U.S. Supreme Court Notebook

High court won't take Nazi art dispute case

WASHINGTON (AP) - The Supreme Court is leaving in place a ruling for a California museum in a dispute over ownership of two German Renaissance masterpieces seized by the Nazis in World War II.

The high court on Monday declined to get involved in the case, leaving in place lower court rulings.

A federal appeals court ruled in 2018 for Pasadena's Norton Simon Museum of Art, blocking a lawsuit over ownership of "Adam" and "Eve." The paintings are by Lucas Cranach the Elder.

Marei von Saher sued over the works. They were taken by Nazis in a forced sale from her father-in-law, a Jewish art dealer in the Netherlands. After the war, the Dutch government sold the paintings. The museum acquired them in 1971.

A Dutch court previously ruled against von Saher.

Supreme Court sends ­dispute over Fosamax back to lower court

WASHINGTON (AP) - The Supreme Court is sending a dispute between drugmaker Merck and patients who used its bone-strengthening drug Fosamax back to a lower court.

The high court ruled Monday that a lawsuit involving hundreds of people who sued alleging they were injured by Fosamax should go back to a lower court for further proceedings.

The Fosamax users had argued that Merck had failed to provide adequate warnings on the drug's label. A trial court initially threw claims against the New Jersey-based company but an appeals court revived them.

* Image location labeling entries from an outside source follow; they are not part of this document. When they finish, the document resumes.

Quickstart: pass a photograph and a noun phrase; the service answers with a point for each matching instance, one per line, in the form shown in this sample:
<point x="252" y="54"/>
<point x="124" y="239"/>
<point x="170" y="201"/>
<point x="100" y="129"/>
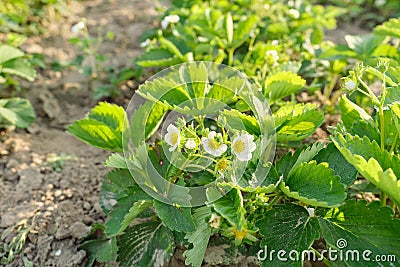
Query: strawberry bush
<point x="193" y="155"/>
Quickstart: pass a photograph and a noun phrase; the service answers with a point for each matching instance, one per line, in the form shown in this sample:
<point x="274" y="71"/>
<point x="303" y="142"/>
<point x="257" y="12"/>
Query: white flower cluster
<point x="242" y="145"/>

Merck had argued that it couldn't have added a warning risk of an unusual type of thigh-bone fracture earlier than 2010 because the FDA determined the available evidence didn't support a change before then.

High court sides with Crow tribe member in ­hunting dispute

WASHINGTON (AP) - The Supreme Court is siding with a member of the Crow tribe who was fined for hunting elk in Wyoming's Bighorn National Forest.

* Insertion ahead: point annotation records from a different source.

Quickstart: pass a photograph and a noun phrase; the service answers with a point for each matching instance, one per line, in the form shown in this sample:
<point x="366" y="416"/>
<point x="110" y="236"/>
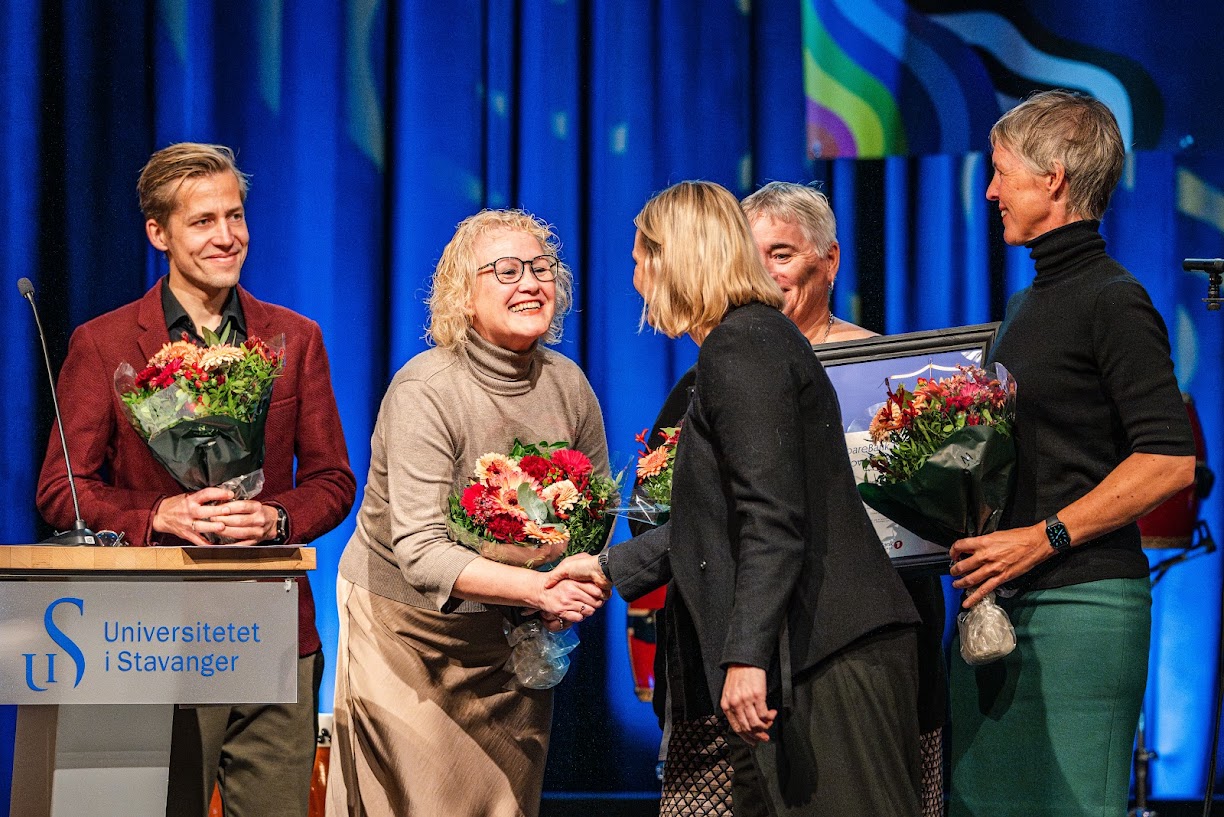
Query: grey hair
<point x="793" y="203"/>
<point x="1074" y="130"/>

The Supreme Court on Monday sided with Clayvin Herrera. He argued that when his tribe gave up land in present-day Montana and Wyoming to the federal government in 1868, the tribe retained the right to hunt on the land.

The justices rejected Wyoming's argument that the Crow tribe's hunting rights ceased to exist after Wyoming became a state in 1890 or after Bighorn National Forest was established in 1897.

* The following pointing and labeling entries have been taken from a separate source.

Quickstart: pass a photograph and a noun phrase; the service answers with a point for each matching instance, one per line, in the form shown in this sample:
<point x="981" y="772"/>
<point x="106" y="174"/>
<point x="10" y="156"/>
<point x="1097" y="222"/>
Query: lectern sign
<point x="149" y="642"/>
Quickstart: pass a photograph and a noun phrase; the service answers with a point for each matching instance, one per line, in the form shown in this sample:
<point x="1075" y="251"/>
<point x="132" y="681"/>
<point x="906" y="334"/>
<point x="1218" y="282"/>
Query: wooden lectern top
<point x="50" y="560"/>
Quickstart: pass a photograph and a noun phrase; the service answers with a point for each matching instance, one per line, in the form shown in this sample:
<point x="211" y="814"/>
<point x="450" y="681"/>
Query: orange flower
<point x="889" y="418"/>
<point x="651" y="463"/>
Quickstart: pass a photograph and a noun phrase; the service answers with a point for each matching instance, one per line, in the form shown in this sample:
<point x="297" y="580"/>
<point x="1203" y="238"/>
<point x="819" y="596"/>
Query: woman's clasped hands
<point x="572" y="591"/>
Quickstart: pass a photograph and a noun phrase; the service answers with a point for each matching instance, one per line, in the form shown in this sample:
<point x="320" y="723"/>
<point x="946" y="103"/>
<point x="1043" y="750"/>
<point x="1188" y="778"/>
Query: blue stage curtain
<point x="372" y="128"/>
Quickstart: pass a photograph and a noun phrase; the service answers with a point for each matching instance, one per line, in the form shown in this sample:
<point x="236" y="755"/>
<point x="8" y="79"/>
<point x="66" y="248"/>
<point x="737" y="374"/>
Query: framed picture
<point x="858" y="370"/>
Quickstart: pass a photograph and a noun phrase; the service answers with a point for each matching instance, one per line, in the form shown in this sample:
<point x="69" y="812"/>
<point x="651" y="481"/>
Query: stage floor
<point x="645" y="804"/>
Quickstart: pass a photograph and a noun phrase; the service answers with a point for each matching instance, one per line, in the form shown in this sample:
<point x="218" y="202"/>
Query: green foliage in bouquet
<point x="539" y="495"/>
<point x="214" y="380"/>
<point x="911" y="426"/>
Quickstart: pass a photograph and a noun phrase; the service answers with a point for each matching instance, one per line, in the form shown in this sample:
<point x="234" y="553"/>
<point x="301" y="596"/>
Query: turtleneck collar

Herrera wound up with a fine of more than $8,000 after he posted photos online of his kill.

Supreme Court declines appeal on death row inmate

CINCINNATI (AP) - The U.S. Supreme Court has rejected Ohio's appeal of a ruling throwing out a man's conviction and death sentence in the 1997 of a Cincinnati convenience store owner.

The high court Monday let stand a 2018 6th U.S. Circuit Court of Appeals decision that agreed with attorneys for Ahmad Fawzi Issa that statements about his involvement in a murder-for-hire case were hearsay and violated his right to confront witnesses against him. He was convicted of arranging the shooting of Maher Khrais outside his store in 1997.

Hamilton County Prosecutor Joe Deters will have to decide whether to retry Issa, age 49. Otherwise, he could be released from the state prison where he's been held since 1998.